Why RESTful web services?
You mention that your will "Move all functionality to a RESTful service so no application has direct database access". I need to ask a very important question with respect to the legacy apps: Why is this important and what value has it brought?
I ask because:
You lose ACID transactions (each call is a single transaction unless you implement some horrifically complicated WS-* standards)
Performance degrades: Direct database connections will be faster (no web server work and translations to do) and have less latency (typically 1ms rather than 50-100ms) which will visibly reduce responsiveness in applications written for direct DB connections
The database structure is not abstracted from the RESTful service, because you acknowledge that with the database normalization you have to rewrite the web services and rewrite the applications calling them.
And the other cross-cutting concerns are unchanged:
Manageability: Direct database connections can be monitored and managed with many generic tools here
Security: direct connections are more secure than web services that your developers will write,
Authorization: The database permission model is very advanced and as fine-grained as you could want
Scaleability: The web service is a (only?) direct-connected database application and so scales only as much as the database
You can migrate the database and keep the legacy applications running by maintaining a legacy RESTful API. But what if we can keep the legacy apps without introducing a 'legacy' RESTful service.
Database versioning
Presumably the majority of the 'legacy' applications use SQL to directly access data tables; you may have a number of database views as well.
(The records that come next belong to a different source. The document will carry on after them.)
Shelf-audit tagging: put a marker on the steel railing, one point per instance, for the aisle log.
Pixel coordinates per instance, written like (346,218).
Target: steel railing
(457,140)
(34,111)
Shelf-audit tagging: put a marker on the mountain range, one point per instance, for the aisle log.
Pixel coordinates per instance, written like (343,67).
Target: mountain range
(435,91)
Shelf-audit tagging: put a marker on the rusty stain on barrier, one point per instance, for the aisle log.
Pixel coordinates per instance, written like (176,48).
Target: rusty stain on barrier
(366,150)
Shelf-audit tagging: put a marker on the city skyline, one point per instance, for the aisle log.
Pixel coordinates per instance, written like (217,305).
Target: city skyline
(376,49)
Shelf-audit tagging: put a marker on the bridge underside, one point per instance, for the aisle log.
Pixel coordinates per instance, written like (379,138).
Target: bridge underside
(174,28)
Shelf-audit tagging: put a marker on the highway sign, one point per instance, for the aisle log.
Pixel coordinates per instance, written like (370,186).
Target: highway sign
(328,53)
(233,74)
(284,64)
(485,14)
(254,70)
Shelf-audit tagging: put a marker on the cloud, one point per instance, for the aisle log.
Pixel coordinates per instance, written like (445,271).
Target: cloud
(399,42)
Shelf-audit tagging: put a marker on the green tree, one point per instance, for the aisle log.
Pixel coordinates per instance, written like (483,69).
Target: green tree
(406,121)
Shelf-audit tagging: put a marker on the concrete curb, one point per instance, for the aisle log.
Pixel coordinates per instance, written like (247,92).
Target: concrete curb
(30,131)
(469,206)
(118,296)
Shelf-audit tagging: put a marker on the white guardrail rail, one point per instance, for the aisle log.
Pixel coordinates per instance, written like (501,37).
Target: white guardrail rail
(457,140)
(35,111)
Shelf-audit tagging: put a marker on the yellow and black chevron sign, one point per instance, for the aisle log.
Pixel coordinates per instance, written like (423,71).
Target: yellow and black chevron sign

One approach to the data migration is that the new database (with the new normalized structure in a new schema) presents the old structure as views to the legacy applications, typically from a different schema.
This is actually quite easy to implement, but solves only reporting and read-only functionality. What about legacy application DML? DML can be solved using
Updatable views for simple transformations
Introducing stored procedures where updatable views not possible (eg "CALL insert_emp(?, ?, ?)" rather than "INSERT INTO EMP (col1, col2, col3) VALUES (?, ? ?)".
Have a 'legacy' table that synchronizes with the new database with triggers and DB links.
Having a legacy-format table with bi-directional synchronization to the new format table(s) using triggers is a brute-force solution and relatively ugly.
You end up with identical data in two different schemas (or databases) and the possibility of data going out-of-sync if the synchronization code has bugs - and then you have the classic issues of the "two master" problem. As such, treat this as a last resort, for example when:
The fundamental structure has changed (for example the changing the cardinality of a relation), or
The translation to the legacy format is a complex function (eg if the legacy column is the square of the new-format column value and is set to "4", an updatable view cannot determine if the correct value is +2 or -2).
When such changes are required in your data, there will be some significant change in code and logic somewhere. You could implement in a compatibility layer (advantage: no change to legacy code) or change the legacy app (advantage: data layer is clean). This is a technical decision by the engineering team.
Creating a compatibility database of the legacy structure using the approaches outlined above minimize changes to legacy applications (in some cases, the legacy application continues without any code change at all). This greatly reduces development and testing costs (for which there is no net functional gain to the business), and greatly reduces rollout risk.
It also allows you to concentrate on the real value to the organisation:
The new database structure
New RESTful web services
New applications (potentially build using the RESTful web services)
Positive aspect of web services
Please don't read the above as a diatribe against web services, especially RESTful web services. When used for the right reason, such as for enabling web applications or integration between disparate systems, this is a good architectural solution. However, it might not be the best solution for managing your legacy apps during the data migration.
What it seems like you ought to do is define a new data model ("normalized") and build a mapping from the normalized model back to the legacy model. Then you can replace legacy direct calls with calls on the normalized one at your leisure. This breaks no code.
In parallel, you need to define what amounts to a (cerntralized) legacy db api, and map it to to your normalized model. Now, at your leisure, replace the original legacy db calls with calls on the legacy db API. This breaks no code.
Once the original calls are completely replaced, you can switch the data model over to the real normalized one. This should break no code, since everything is now going against the legacy db API or the normalized db API.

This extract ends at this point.